The absurdity gets thicker.
In East Hollywood, the City Attorney’s office instructs locals to simply apply for a “Fence District,” something that doesn’t exist, that doesn’t have an application or implementation standard in place, that has no established fee, and that is simply a theoretical proposition at this point.
One might argue that there already are “Fence Districts” in place.

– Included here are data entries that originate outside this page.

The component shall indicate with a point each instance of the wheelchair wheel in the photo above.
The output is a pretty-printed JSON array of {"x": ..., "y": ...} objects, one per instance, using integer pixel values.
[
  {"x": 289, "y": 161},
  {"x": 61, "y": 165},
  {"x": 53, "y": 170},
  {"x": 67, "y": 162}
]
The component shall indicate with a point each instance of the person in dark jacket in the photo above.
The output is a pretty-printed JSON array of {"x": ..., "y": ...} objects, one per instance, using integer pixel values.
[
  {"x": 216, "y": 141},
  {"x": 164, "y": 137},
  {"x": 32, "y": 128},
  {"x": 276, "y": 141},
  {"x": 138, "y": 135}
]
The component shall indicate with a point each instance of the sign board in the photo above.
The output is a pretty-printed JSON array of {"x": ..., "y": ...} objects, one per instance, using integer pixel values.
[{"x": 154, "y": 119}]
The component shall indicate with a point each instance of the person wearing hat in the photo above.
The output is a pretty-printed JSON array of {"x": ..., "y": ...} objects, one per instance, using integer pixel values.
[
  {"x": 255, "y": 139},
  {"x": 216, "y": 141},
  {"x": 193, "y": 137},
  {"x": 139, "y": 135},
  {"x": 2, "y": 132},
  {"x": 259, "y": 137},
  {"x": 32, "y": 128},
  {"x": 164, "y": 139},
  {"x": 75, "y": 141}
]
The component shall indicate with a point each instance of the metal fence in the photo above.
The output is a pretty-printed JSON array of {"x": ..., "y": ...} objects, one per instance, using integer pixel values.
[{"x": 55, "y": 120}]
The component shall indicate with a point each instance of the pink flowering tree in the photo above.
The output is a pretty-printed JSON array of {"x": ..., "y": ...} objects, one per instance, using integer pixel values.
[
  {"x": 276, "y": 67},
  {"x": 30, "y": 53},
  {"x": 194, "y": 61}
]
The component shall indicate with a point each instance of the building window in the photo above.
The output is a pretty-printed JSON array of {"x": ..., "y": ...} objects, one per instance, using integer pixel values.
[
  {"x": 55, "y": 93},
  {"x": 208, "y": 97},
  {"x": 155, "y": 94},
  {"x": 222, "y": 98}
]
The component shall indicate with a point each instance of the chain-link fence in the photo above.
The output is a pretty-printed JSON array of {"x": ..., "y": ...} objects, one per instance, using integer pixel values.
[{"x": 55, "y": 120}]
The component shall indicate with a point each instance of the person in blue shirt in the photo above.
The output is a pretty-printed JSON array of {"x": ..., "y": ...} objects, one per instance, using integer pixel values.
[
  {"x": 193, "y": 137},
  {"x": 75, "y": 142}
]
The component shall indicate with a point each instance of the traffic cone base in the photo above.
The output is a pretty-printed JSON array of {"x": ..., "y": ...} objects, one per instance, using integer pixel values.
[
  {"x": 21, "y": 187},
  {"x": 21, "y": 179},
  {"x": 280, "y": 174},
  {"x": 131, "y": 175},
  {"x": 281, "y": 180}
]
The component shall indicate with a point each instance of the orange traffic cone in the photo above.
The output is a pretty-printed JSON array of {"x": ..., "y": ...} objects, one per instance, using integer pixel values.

For example, Monroe Street has 20 homes and 16 of them have over-in-height fences, resulting in a de facto “Fence District.”
While the legal experts debate the uneven application of LA’s municipal code, it’s important to note that 24 years ago, Van Nuys Municipal Judge Kenneth Lee Chotiner dismissed an over-in-height fence case, noting the ubiquitous nature of over-in-height fences and calling for “standards to guide prosecution of these offenses.”
East Hollywood is still waiting on those standards while Building & Safety is still citing residents.
In Runyon Canyon, the City Council motion relies on the California Vehicle Code (CVC) which says in section 21101.4 that a local municipal authority can close a street to the public if it’s found that “there is serious and continual criminal activity” in the area recommended for closure and if it is determined that it is the traffic that contributes to the criminal activity.
The City Council motion clearly articulates that the “serious and continual criminal activity” in Runyon Canyon consists of “loitering, littering, drinking and smoking” but no mention is made of whether the tourists are on foot or in vehicles.
While the legal experts debate the nature of “serious crime,” it’s important to note that 17 years ago Judge Fred Cook of the 2nd District Court of Appeals ruled against the City of Los Angeles and the Whitley Heights Civic Association in their gated community proposal, opining “we doubt the Legislature wants to permit a return to feudal times with each suburb being a fiefdom to which other citizens of the state are denied their fundamental right of access to use public streets within those areas.”
At the time of the Whitley Heights case, the City of LA had over 100 pending applications for street closures.
The debate over public space and private space is not new, neither is the idea that gated communities and walled off homes may have an immediate benefit to those on the inside but not to those on the outside.
While the debate over “crime prevention through environmental design” (CPTED) simmers, it’s imperative that the City of LA consider the rulings and decisions that have established legal precedent and that serve as the standard for City Hall actions and decisions.
Most importantly, the City of Los Angeles must treat the residents fairly and equitably, delivering city services consistently and applying the law evenly.
It’s not just the mark of a Great City, it the law.